Выбрать главу

Даже Машу взять, например, – красивая женщина, мать двоих детей, мне бы к ней и относиться соответственно, а не получается. Раз в отряде – все, «активный штык», боевая единица, что угодно, военно-учетная специальность «снайпер», а по-другому думать о ней не получается. Это хорошо или плохо? Пожалуй, что хорошо. Мне командовать надо, а не размышлять о сущностях. А начнешь много размышлять, не сможешь приказать что-то, и тогда кончился ты как командир. Если бы я о Маше как о женщине думал, смог бы я отдать приказ завалить того зсбэшника «фармкоровского» в поселке Васильевский Мох? Очень сомневаюсь.

Елена, заведующая столовой, сама прикатила нам тележку с завтраком – яичница на огромных сковородках, с сосисками, помидорами и поджаренным беконом, гренки и чай. Сноровисто расставила все по столу, затем сказала:

– Тут слухи ходят, что вы куда-то далеко собрались. В общем, удачи вам, ребята, возвращайтесь скорее.

Мы хором поблагодарили, после чего принялись за еду. Хорошо, что заранее предупредил, чтобы по количеству очень не размахивались, – ели все вяло, хоть и торопливо. Так, лишь бы хоть что-то в себя запихать.

Потом обнимались, целовались – все как положено. Дети Маши и Большого были сонными, но никто из них не плакал и не пугался – вроде как уже привыкли к новому ритму жизни. Дети вообще ко всему быстрее привыкают, в отличие от взрослых. Потом осталось только скомандовать: «Выходи строиться».

Уже привычно построились перед машинами, и я потребовал провести последнюю проверку. Ну и сам полез в УАЗ. Пулемет, снизу коробки с лентами, РПК[10] у переднего сиденья, стоймя, под панелью – «банки» к нему. За спинками сидений канистры с бензином, бое комплект в железных ящиках, вязанка «Мух», накрытая полиэтиленом. Все на месте, все в порядке. Рация пристроена безопасно, притянута медицинскими резиновыми жгутами. Тоже – в порядке.

– По машинам!

Привычный маршрут до КПП. Мы во главе колонны, за нами следом сурового вида «буханка», вся в решетках, с длинными антеннами на крыше и с немецким военным прицепом сзади. За ней второй УАЗ, пулемет сейчас стволом в небо задран, видны лица в шлемах, масках и очках, даже не поймешь, кто там где. Ничего так выглядим, решительно, остается надеяться, что это и вправду врагов вероятных напугает. Три раза «ха».

Проверка на КПП, регистрация, гул открываемых металлических ворот, и серая лента дороги ложится под колеса.
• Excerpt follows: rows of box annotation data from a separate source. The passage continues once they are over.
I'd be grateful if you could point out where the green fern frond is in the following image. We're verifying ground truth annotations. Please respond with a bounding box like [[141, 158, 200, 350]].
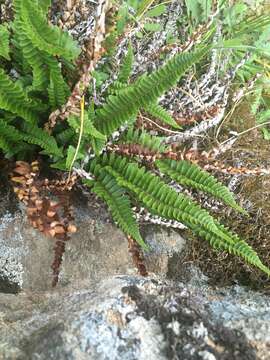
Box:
[[0, 25, 10, 60], [0, 119, 22, 156], [22, 123, 63, 157], [192, 223, 270, 276], [86, 171, 147, 249], [16, 0, 80, 60], [13, 0, 49, 91], [156, 159, 247, 214], [96, 47, 209, 135], [145, 103, 181, 129], [90, 154, 219, 229], [0, 120, 62, 157], [89, 154, 270, 275], [0, 69, 40, 123], [68, 109, 107, 155], [38, 0, 51, 15], [120, 128, 166, 153]]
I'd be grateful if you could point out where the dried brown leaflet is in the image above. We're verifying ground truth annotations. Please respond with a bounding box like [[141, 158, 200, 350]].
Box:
[[127, 236, 148, 276], [11, 161, 77, 286], [45, 0, 110, 132]]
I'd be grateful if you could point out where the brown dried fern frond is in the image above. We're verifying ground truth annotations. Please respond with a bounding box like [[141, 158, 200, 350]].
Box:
[[11, 161, 77, 286]]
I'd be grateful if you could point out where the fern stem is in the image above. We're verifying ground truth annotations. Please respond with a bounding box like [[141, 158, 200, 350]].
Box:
[[67, 95, 85, 183]]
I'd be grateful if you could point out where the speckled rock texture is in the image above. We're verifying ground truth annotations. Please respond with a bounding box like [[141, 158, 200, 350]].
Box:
[[0, 169, 185, 293], [0, 272, 270, 360]]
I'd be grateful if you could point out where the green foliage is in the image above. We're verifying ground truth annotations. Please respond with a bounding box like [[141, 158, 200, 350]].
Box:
[[89, 155, 270, 275], [0, 0, 270, 275], [95, 47, 208, 135], [120, 128, 166, 153], [145, 103, 181, 129], [156, 160, 246, 214], [0, 25, 10, 60], [86, 170, 147, 249], [0, 0, 79, 159]]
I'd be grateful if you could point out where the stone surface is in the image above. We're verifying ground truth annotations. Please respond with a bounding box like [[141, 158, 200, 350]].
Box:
[[0, 186, 270, 360], [0, 275, 270, 360], [0, 180, 185, 293]]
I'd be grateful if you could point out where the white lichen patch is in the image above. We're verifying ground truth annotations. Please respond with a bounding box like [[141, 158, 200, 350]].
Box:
[[0, 213, 25, 287]]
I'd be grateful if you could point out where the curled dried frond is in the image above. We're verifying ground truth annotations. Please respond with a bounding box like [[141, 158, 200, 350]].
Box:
[[11, 161, 77, 286]]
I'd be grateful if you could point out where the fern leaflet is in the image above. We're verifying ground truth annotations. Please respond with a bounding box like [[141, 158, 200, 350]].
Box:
[[156, 160, 246, 214]]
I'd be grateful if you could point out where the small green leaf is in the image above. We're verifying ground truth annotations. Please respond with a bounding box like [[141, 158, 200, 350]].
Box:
[[144, 23, 162, 32], [144, 4, 167, 17], [0, 25, 10, 60]]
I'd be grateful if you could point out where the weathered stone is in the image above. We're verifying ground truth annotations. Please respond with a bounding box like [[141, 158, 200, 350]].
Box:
[[0, 276, 269, 360]]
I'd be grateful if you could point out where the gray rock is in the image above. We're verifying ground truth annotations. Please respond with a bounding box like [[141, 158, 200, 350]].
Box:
[[0, 187, 185, 293], [0, 188, 270, 360], [0, 276, 256, 360]]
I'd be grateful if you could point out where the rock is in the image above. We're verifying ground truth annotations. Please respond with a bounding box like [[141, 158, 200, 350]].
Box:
[[0, 189, 185, 293], [0, 275, 264, 360], [0, 184, 270, 360]]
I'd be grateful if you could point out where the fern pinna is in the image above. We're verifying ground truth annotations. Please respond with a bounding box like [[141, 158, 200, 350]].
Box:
[[63, 40, 270, 275], [0, 0, 270, 282], [0, 0, 80, 157]]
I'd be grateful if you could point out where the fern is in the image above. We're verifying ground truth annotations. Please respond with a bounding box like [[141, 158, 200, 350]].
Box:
[[145, 104, 181, 129], [47, 58, 70, 110], [86, 170, 147, 249], [17, 0, 80, 60], [89, 154, 270, 275], [96, 48, 207, 135], [0, 25, 10, 60], [117, 44, 134, 84], [0, 69, 40, 123], [120, 128, 167, 153], [13, 0, 49, 91], [23, 124, 62, 157], [156, 160, 247, 214]]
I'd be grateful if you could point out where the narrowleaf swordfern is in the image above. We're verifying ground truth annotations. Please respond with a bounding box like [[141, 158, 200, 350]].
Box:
[[0, 0, 270, 275]]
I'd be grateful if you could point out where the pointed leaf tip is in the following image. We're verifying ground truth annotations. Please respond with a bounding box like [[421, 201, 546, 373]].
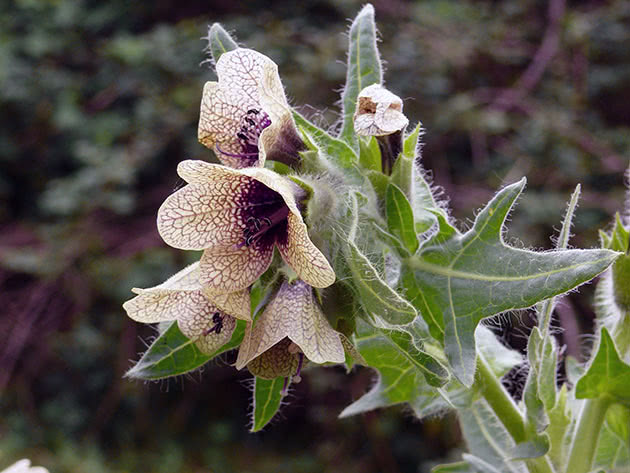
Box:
[[207, 23, 238, 64], [339, 3, 383, 150]]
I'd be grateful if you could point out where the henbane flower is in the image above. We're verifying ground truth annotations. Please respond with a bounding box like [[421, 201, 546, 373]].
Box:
[[198, 48, 305, 168], [123, 263, 251, 354], [236, 280, 345, 378], [158, 160, 335, 293]]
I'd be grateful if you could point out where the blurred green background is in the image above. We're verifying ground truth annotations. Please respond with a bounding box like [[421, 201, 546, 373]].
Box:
[[0, 0, 630, 473]]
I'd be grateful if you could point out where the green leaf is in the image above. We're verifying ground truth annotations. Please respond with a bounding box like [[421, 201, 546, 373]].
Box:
[[575, 327, 630, 405], [459, 399, 527, 473], [391, 123, 447, 233], [386, 331, 448, 387], [594, 404, 630, 472], [250, 377, 285, 432], [340, 320, 443, 417], [403, 179, 617, 386], [125, 320, 245, 380], [546, 384, 573, 471], [365, 170, 390, 202], [593, 416, 630, 473], [523, 184, 581, 432], [345, 240, 417, 325], [341, 322, 522, 418], [431, 462, 475, 473], [340, 4, 383, 149], [207, 23, 238, 64], [462, 453, 508, 473], [293, 110, 359, 168], [385, 184, 418, 255]]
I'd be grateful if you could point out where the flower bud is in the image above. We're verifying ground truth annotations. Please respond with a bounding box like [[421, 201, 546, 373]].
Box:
[[354, 84, 409, 174]]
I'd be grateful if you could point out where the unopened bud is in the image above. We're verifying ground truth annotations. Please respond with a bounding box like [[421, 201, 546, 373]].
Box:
[[354, 84, 409, 136]]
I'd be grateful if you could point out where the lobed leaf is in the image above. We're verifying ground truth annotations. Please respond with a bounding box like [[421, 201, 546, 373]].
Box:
[[459, 399, 527, 473], [385, 184, 419, 255], [250, 378, 285, 432], [339, 4, 383, 150], [403, 179, 617, 386], [207, 23, 238, 64], [125, 320, 245, 380], [391, 123, 447, 233], [346, 241, 417, 325], [293, 110, 359, 168], [575, 327, 630, 405]]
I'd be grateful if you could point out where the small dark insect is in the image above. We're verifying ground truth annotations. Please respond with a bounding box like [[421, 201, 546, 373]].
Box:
[[203, 312, 223, 335], [212, 312, 223, 335]]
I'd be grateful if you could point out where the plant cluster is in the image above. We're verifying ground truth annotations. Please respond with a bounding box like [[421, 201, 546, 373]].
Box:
[[124, 5, 630, 473]]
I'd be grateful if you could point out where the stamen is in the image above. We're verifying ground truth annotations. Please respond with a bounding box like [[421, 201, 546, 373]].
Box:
[[216, 108, 271, 159], [239, 205, 289, 248]]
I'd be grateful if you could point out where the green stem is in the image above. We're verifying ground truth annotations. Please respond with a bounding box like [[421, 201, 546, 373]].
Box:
[[473, 354, 554, 473], [475, 354, 526, 443], [565, 398, 611, 473]]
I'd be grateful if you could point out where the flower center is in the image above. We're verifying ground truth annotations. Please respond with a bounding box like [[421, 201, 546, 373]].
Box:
[[243, 205, 289, 246], [217, 108, 271, 160]]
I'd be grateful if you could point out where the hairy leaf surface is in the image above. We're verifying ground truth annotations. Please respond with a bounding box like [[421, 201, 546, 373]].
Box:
[[340, 4, 383, 150], [125, 320, 245, 380], [250, 377, 284, 432]]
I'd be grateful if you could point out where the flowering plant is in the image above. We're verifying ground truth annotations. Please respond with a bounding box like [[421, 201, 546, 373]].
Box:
[[124, 5, 630, 473]]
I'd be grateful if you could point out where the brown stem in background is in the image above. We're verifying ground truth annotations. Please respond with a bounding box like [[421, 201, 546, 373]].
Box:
[[491, 0, 566, 110]]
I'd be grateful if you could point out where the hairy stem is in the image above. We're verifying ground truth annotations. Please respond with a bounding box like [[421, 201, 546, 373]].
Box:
[[565, 398, 611, 473], [473, 353, 554, 473], [474, 353, 525, 443]]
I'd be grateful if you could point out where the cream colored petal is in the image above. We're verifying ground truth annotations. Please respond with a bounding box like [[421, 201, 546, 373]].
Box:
[[239, 168, 305, 215], [157, 160, 257, 250], [203, 288, 252, 322], [217, 48, 277, 111], [247, 338, 300, 379], [198, 48, 290, 168], [131, 261, 202, 294], [177, 159, 242, 186], [236, 281, 345, 369], [277, 213, 335, 287], [258, 60, 295, 123], [276, 281, 346, 363], [123, 288, 210, 324], [200, 245, 273, 293], [177, 292, 236, 355], [197, 82, 246, 155]]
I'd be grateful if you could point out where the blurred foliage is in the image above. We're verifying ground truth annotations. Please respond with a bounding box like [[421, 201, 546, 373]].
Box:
[[0, 0, 630, 473]]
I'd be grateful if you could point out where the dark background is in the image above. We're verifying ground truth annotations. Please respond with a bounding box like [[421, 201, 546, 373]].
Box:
[[0, 0, 630, 473]]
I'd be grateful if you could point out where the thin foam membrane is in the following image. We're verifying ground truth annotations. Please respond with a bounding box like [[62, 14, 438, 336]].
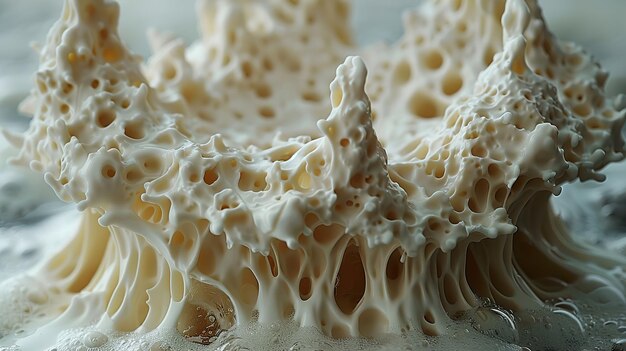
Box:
[[1, 0, 626, 348]]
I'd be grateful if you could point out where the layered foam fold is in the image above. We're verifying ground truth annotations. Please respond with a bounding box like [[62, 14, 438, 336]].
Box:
[[5, 0, 626, 347]]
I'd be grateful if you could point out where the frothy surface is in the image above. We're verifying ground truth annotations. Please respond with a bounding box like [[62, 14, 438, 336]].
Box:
[[1, 1, 624, 348]]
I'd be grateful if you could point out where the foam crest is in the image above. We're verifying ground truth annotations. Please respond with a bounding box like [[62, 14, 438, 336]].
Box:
[[2, 0, 626, 349]]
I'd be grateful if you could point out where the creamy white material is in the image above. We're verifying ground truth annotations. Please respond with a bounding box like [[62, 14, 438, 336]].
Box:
[[5, 0, 626, 349]]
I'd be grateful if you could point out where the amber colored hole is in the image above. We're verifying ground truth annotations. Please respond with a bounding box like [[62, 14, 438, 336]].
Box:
[[442, 73, 463, 95], [203, 169, 219, 185], [124, 122, 144, 140], [102, 165, 117, 178], [335, 240, 365, 314], [96, 110, 115, 128], [254, 84, 272, 99], [422, 50, 443, 70]]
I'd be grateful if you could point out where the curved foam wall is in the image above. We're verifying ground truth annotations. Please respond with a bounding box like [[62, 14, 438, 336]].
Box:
[[5, 0, 626, 347]]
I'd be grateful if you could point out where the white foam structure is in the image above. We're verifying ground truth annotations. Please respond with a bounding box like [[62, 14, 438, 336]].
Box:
[[5, 0, 626, 349]]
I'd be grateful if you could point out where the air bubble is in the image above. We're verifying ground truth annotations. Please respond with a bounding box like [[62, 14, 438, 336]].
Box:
[[83, 331, 109, 348]]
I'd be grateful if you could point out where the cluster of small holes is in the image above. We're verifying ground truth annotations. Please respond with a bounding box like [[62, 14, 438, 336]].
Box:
[[409, 92, 441, 118]]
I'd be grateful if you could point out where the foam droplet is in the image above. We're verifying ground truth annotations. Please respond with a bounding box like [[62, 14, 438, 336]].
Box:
[[83, 331, 109, 347]]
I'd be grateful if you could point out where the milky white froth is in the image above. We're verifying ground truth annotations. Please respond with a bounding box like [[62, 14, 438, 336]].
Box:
[[5, 0, 626, 350]]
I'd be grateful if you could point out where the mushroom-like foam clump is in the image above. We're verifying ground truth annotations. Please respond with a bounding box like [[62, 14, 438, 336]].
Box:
[[6, 0, 626, 345]]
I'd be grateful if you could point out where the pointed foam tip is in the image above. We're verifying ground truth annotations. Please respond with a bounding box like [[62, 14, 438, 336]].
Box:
[[330, 56, 367, 108], [502, 0, 530, 43]]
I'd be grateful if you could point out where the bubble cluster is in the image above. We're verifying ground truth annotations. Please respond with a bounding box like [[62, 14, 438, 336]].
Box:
[[1, 0, 626, 349]]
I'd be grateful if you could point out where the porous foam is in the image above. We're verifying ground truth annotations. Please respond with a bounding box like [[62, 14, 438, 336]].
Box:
[[5, 0, 626, 349]]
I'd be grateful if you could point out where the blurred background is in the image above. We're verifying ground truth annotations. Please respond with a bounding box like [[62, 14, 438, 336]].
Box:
[[0, 0, 626, 281]]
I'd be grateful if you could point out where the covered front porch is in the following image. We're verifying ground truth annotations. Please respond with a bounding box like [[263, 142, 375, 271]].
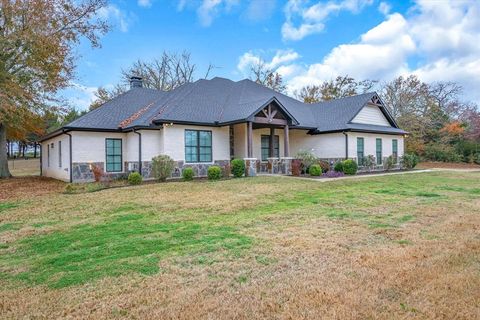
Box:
[[230, 100, 295, 176]]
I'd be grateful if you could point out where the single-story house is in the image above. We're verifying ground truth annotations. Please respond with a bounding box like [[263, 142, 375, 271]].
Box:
[[41, 77, 406, 182]]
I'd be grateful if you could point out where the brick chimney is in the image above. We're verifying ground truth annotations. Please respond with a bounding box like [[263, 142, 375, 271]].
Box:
[[130, 76, 143, 89]]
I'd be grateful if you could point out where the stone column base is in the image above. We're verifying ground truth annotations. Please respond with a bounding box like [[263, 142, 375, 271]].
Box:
[[280, 157, 293, 175], [243, 158, 257, 177], [267, 157, 282, 174]]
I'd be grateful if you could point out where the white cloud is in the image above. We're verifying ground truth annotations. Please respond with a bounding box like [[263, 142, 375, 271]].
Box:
[[245, 0, 276, 21], [137, 0, 152, 8], [237, 49, 300, 77], [276, 0, 480, 103], [64, 82, 98, 110], [177, 0, 240, 27], [378, 1, 392, 16], [282, 0, 373, 40], [288, 14, 416, 92], [98, 4, 131, 32]]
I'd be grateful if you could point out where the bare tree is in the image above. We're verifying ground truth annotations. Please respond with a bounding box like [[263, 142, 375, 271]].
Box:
[[294, 75, 377, 103], [122, 51, 197, 91], [294, 85, 322, 103], [250, 60, 286, 93]]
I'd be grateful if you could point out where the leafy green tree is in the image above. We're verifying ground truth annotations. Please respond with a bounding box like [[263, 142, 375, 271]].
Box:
[[0, 0, 108, 178]]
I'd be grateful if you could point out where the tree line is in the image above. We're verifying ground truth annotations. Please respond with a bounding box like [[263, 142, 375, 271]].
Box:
[[295, 75, 480, 164], [0, 0, 480, 178]]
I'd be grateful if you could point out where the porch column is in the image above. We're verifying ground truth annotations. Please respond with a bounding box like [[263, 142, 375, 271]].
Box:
[[283, 124, 290, 157], [247, 121, 253, 158], [268, 128, 275, 158]]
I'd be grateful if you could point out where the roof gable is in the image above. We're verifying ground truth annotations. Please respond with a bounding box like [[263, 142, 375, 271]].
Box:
[[60, 78, 400, 133], [350, 103, 391, 127]]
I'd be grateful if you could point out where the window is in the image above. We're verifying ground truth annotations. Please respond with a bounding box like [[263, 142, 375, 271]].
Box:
[[376, 138, 382, 164], [262, 135, 280, 161], [392, 139, 398, 163], [357, 138, 364, 165], [105, 139, 122, 172], [58, 141, 62, 168], [185, 130, 212, 162]]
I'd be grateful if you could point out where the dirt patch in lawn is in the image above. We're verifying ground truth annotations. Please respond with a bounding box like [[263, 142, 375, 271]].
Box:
[[0, 177, 65, 201]]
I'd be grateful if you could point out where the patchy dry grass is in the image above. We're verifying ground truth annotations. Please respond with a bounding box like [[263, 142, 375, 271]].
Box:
[[0, 172, 480, 319], [8, 158, 40, 177]]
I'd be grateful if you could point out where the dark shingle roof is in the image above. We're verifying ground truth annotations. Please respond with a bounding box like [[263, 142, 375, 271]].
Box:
[[65, 88, 166, 129], [61, 78, 405, 134]]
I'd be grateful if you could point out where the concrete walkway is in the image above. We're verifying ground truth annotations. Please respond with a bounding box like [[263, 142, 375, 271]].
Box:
[[258, 168, 480, 182]]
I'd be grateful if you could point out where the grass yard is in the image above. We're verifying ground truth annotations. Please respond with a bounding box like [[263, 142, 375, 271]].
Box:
[[0, 171, 480, 319]]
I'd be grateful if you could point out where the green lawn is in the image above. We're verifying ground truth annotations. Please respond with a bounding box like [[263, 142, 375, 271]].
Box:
[[0, 172, 480, 318]]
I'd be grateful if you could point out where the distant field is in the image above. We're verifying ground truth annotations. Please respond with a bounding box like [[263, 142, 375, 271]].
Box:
[[0, 172, 480, 319]]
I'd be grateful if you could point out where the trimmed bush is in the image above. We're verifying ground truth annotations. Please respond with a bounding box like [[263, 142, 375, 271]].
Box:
[[342, 159, 358, 175], [182, 167, 195, 181], [318, 160, 330, 172], [333, 161, 343, 172], [65, 183, 75, 194], [127, 172, 143, 185], [295, 150, 317, 173], [152, 155, 175, 181], [231, 159, 245, 178], [292, 159, 302, 177], [308, 164, 322, 177], [400, 153, 420, 170], [322, 170, 345, 178], [383, 156, 396, 171], [207, 166, 222, 180], [222, 163, 232, 179], [92, 164, 105, 182], [363, 154, 377, 171]]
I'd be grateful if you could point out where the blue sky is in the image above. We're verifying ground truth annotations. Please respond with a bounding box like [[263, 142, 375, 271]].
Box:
[[64, 0, 480, 109]]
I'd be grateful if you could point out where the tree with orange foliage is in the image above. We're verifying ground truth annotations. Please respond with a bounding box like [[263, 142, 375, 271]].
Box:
[[0, 0, 108, 178]]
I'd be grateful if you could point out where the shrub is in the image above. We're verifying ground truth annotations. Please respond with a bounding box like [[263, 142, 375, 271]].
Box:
[[222, 163, 232, 179], [207, 166, 222, 180], [425, 143, 463, 162], [318, 160, 330, 172], [292, 159, 302, 177], [65, 183, 75, 194], [152, 155, 175, 181], [383, 156, 396, 171], [400, 153, 420, 170], [182, 167, 195, 181], [322, 170, 345, 178], [92, 164, 104, 182], [295, 150, 317, 173], [363, 154, 375, 171], [343, 159, 358, 174], [308, 164, 322, 177], [127, 172, 143, 185], [333, 161, 343, 172], [231, 159, 245, 178]]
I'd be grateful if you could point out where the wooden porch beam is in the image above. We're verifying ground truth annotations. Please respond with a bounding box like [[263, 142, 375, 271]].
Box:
[[247, 121, 253, 158], [268, 127, 275, 158], [283, 124, 290, 157]]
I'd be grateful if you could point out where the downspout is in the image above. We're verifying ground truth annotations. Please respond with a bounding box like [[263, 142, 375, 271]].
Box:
[[63, 131, 73, 183], [342, 131, 348, 159], [133, 129, 142, 175]]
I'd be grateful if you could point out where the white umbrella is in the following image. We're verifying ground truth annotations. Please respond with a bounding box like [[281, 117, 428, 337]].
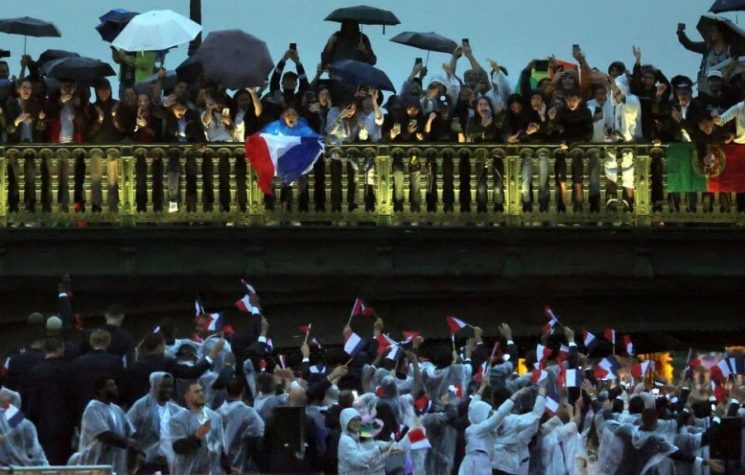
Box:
[[111, 10, 202, 51]]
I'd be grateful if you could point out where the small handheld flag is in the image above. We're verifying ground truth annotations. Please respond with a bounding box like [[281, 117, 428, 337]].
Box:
[[406, 427, 432, 450]]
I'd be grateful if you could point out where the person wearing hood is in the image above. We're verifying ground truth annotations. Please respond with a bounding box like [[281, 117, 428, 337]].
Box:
[[0, 388, 49, 467], [546, 89, 593, 212], [68, 376, 140, 473], [492, 384, 546, 475], [321, 20, 378, 68], [169, 382, 231, 475], [127, 371, 183, 473], [605, 76, 643, 211], [458, 377, 532, 475], [338, 407, 397, 475], [217, 378, 264, 473]]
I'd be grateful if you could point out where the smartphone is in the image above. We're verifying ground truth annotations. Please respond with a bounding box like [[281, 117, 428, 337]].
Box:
[[534, 59, 548, 71]]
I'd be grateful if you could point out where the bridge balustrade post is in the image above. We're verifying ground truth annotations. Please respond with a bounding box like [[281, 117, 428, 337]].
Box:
[[375, 145, 393, 226], [634, 147, 652, 227], [119, 147, 136, 227], [0, 148, 8, 228], [504, 147, 522, 227]]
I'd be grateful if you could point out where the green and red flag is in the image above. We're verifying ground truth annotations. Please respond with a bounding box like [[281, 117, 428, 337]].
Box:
[[667, 142, 745, 193]]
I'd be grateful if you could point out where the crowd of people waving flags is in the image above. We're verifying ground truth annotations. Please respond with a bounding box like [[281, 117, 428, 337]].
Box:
[[0, 277, 745, 475], [0, 8, 745, 212]]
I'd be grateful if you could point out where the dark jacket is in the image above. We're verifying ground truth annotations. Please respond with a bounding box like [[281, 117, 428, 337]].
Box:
[[70, 350, 124, 419], [161, 110, 202, 143], [88, 99, 123, 144], [549, 103, 592, 144], [4, 98, 47, 143]]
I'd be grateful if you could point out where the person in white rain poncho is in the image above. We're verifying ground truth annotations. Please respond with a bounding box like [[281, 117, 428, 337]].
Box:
[[170, 383, 231, 475], [68, 377, 139, 473], [217, 378, 264, 473], [0, 388, 48, 467], [127, 371, 182, 473], [338, 407, 398, 475], [458, 384, 531, 475]]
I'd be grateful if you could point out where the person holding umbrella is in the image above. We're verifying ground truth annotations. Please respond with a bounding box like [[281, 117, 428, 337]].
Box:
[[321, 20, 378, 68], [677, 15, 738, 92]]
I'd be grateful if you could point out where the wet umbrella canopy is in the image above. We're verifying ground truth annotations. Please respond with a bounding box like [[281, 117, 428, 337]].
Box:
[[194, 30, 274, 89], [391, 31, 458, 53], [324, 5, 401, 25], [96, 8, 139, 43], [329, 59, 396, 92]]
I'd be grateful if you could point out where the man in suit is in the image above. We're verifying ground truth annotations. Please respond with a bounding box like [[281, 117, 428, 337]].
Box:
[[70, 328, 124, 419]]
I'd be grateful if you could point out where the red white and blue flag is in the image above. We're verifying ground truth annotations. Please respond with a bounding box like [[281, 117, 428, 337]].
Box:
[[205, 312, 223, 332], [582, 330, 598, 353], [3, 403, 26, 429], [543, 305, 559, 335], [406, 427, 432, 450], [623, 335, 634, 356], [350, 298, 375, 317], [246, 133, 324, 195], [445, 315, 468, 335], [344, 332, 365, 356]]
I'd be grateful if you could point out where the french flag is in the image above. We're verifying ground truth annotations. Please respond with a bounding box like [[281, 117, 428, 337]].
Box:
[[623, 335, 634, 356], [546, 393, 561, 416], [603, 328, 616, 346], [406, 427, 432, 450], [3, 403, 26, 429], [344, 332, 365, 356], [246, 133, 324, 195], [543, 305, 559, 335], [535, 343, 554, 368], [631, 361, 652, 381], [206, 312, 223, 332], [564, 369, 582, 388], [350, 298, 375, 317], [530, 368, 548, 384], [582, 330, 598, 353], [445, 315, 468, 335]]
Есть, тронулись! К нашей главной цели, которая от нас далеко и путь до которой ожидается не слишком легким. Ладно, делай, что должно, и будь что будет, – что тут еще скажешь.

Я подхватил РПК, откинул сошки, пристроил его на отброшенное вперед лобовое стекло, накрытое толстой фанерой. Так спокойней и надежней, из этой машинки можно быстро и довольно точно сразу много пуль накидать в нужное место, а над головой у меня еще и ствол ПКМ виднеется, за которым пристроился Большой. Он у нас теперь стрелок-радист, поэтому сидит в головной машине, рядом с рацией, а второй пулеметчик. Сергеич, едет в замыкающей.

– Шмель, старайся быстрее семидесяти даже по трассе не разгоняться, – сказал я нашему водиле. – И горючка экономится, и ветер мешает меньше.

– Да понял я, говорили же об этом, – ответил он.

– Ну лишний раз не помешает, ты у нас не Цезарь, чтобы столько дел сразу делать.

– Это каких дел? – спросил он с подозрением.

– Одновременно слушать и запоминать, – гыгыкнул я.

– Сам дурак.

«Уазик» выбрался на шоссе, притормозил на секунду, мы огляделись. Затем я сказал в короткую рацию:

– Чисто, продолжаем движение.

Опять я с Татьяной расстался, она в замыкающей машине баранку крутит. Норовила ко мне в головную перескочить, но нельзя – «головняк» должен вести самый опытный, то есть Шмель. Поэтому у нас тут мужской коллектив получился. А в замыкающей с ней и Вика, и Маша, ну и Сергеич – единственный мужик.

Наш «головняк» уже привычно шел впереди, на пределе видимости, регулярно заменяя эту самую видимость «слышимостью» по радио. Но вокруг было пусто, даже скорее больше подходило здесь слово «пустынно». Вроде рядом высотки Солнечногорска, там и тут виднеются брошенные машины, а вот следов самой жизни, ее ауры, духа, того, что сопровождает живых людей, уже нет. Даже приглядываться к пейзажу не надо, чтобы понять, что город полностью покинут. Непонятно почему, но это видно сразу.